Ok let me reiterate. I didn’t blow up on her at work. I just went in and quietly told her how I feel about it. Ether way I got my point across.

And I don’t ever TELL her what to do. I tell her how it would make me feel, if she did do it. It’s up to her at that point. Same with this, until I saw that convo. Now she is not going to talk to him if she values this relationship. I like to think we have a serious thing going on. We have even talked about an apartment in the fall. And IMO there is no room for a guy like that in her life, if she wants to be with me. But again, its up to her.

At this point anything she has told me I have to take with a grain of salt. I hate that. But she told me she hasn’t. …

yea man, maybe the way my post started out was a bit harsh…

if u just went to her work and told her without blowin up then good stuff, i just pictured in my mind that u were blowin up since u said u let her have it, yano?

dont get me wrong man i totally feel u on this whole thing, all im sayin is like being calm and cool just seems to be a better idea at the end of the day etc

im sure u got ur head on ur shoulders and u know all that shit already anyways, i was just sayin it for the hell of it cuz u never know…

Shift518 is a great place to deal with your personal problems.

fuck yea this is a the universal whatever u wanna forum man

Actually, this is the off-topic thread. So yea, you can post whatever you want. If someone dosen’t like it don’t fucking read it.

Thanks for your valuable input.

Sorry to hear that man, I hate dealing with issues of trust. Girls lie to me all the time and blow me off, fucking annoying as hell. I mean if you don’t want to hang out with me, just straight up tell me… Ill be fine with it.
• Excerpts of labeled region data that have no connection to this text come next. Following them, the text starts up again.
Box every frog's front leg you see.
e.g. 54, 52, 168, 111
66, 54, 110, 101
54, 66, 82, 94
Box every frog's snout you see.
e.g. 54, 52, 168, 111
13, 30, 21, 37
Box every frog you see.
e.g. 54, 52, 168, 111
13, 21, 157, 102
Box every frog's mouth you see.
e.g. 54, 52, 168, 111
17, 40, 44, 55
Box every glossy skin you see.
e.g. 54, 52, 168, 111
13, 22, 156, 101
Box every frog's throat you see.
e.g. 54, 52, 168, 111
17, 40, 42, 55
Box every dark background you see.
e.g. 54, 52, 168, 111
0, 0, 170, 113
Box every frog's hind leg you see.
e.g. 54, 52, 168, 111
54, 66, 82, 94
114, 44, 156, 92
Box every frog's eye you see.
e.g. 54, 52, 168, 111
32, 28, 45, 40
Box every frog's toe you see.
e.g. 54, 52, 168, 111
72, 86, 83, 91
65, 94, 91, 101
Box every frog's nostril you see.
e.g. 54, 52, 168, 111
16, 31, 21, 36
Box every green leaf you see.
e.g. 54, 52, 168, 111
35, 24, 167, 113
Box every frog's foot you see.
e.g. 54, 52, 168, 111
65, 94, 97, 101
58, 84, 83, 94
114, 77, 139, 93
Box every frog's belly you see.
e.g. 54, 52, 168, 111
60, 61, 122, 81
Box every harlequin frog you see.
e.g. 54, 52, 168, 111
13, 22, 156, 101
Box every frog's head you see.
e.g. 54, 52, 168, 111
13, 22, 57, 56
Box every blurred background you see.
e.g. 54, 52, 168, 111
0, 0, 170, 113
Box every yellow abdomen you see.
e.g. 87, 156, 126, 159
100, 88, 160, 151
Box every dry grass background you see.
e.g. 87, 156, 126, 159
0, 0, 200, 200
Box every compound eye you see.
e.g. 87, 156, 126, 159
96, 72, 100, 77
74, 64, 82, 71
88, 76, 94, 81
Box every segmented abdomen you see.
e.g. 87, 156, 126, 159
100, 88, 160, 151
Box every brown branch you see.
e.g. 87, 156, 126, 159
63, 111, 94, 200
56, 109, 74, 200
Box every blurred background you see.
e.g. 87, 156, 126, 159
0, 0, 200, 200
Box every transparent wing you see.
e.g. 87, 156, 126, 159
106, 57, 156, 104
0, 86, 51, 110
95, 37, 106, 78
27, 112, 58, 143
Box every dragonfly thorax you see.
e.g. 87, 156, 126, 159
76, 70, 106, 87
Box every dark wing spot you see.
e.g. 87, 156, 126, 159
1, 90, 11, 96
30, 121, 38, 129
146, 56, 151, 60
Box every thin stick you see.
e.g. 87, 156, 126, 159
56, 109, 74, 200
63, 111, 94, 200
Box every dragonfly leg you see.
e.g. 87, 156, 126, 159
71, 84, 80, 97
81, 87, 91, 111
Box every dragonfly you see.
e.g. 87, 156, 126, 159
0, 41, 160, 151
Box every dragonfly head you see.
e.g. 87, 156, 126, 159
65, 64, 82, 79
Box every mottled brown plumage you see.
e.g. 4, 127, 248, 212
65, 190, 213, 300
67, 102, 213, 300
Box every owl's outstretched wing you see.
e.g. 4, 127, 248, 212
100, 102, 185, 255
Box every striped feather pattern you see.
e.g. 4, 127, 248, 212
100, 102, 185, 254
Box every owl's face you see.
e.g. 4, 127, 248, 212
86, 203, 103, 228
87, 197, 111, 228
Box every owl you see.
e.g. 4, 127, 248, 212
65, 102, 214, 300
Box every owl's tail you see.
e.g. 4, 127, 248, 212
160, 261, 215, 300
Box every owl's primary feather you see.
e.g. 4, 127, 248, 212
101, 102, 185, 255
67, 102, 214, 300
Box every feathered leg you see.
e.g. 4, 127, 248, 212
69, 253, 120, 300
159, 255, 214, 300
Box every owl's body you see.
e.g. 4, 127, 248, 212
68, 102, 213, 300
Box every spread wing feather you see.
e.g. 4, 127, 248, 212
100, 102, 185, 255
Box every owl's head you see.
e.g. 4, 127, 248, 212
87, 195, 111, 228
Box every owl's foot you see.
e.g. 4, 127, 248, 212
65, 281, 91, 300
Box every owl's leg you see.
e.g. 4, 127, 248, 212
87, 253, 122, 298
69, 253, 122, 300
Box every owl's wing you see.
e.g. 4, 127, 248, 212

thats america bro… fuckin beautiful :Idiots

To be blunt, where there is smoke there is usually fire. But you can’t hate on Justin too much for what he’s done. It’s not like he was your friend. For the same reasons you fell for your girlfriend is probalby the same reasons other people are attracted to her. The emails might not say what they want to do when they schedule their meetings around your schedule, but if it was on the level she would have told you especially if she cares about you and know about your trust issue.

i agree ^

He’s right.

Justin isn’t to blame for this, it takes two people to make plans for two people…

She was fully aware of what she was doing the entire time, and the fact that the situation even got as far as it did makes me wonder.

Honestly, what I would do is the classic proverb.

If you love it let it go, if it comes back there you go, if it doesn’t it wasn’t mean to be.

Break it up with her, but not in a completely Iron Curtain kind of way, but rather under certain terms.

Tell her something along the lines of this “While situations like this are going on, I do not want to be a part of this relationship, let me know once you figure it out”. And stop talking to her and stop caring. Go out drinking and such. If she calls back and tells you that she will be good and will stop being in contact with him in this way, now it’s her own damn promise that she has to keep, that she came up with herself, out of her own will. That usually means something.

If she never calls back, it wasn’t mean to be, and just be glad it happened now, instead of later.

Tough man, IMO you should get out of it while you can. Your never going to trust her again, its ruined. Your always going to question where she is, who shes with and when she tells her, your not going to believe her. Shes a liar, like the rest of them. …This is the advice from a man thats been married for almost 10 years…im probably not the best guy to give advice lol

i never put trust in girls… the last 3 ive been with have all cheated on me it isnt worth the pain and suffering anymore dude, if u seem to think shes cheating on u then she is,expesually if shes talking to another guy at work

Doesnt get any more true then that…+1111. I agree with you 110%

Adam, your troubles will go away when were on the boat catching Muskies.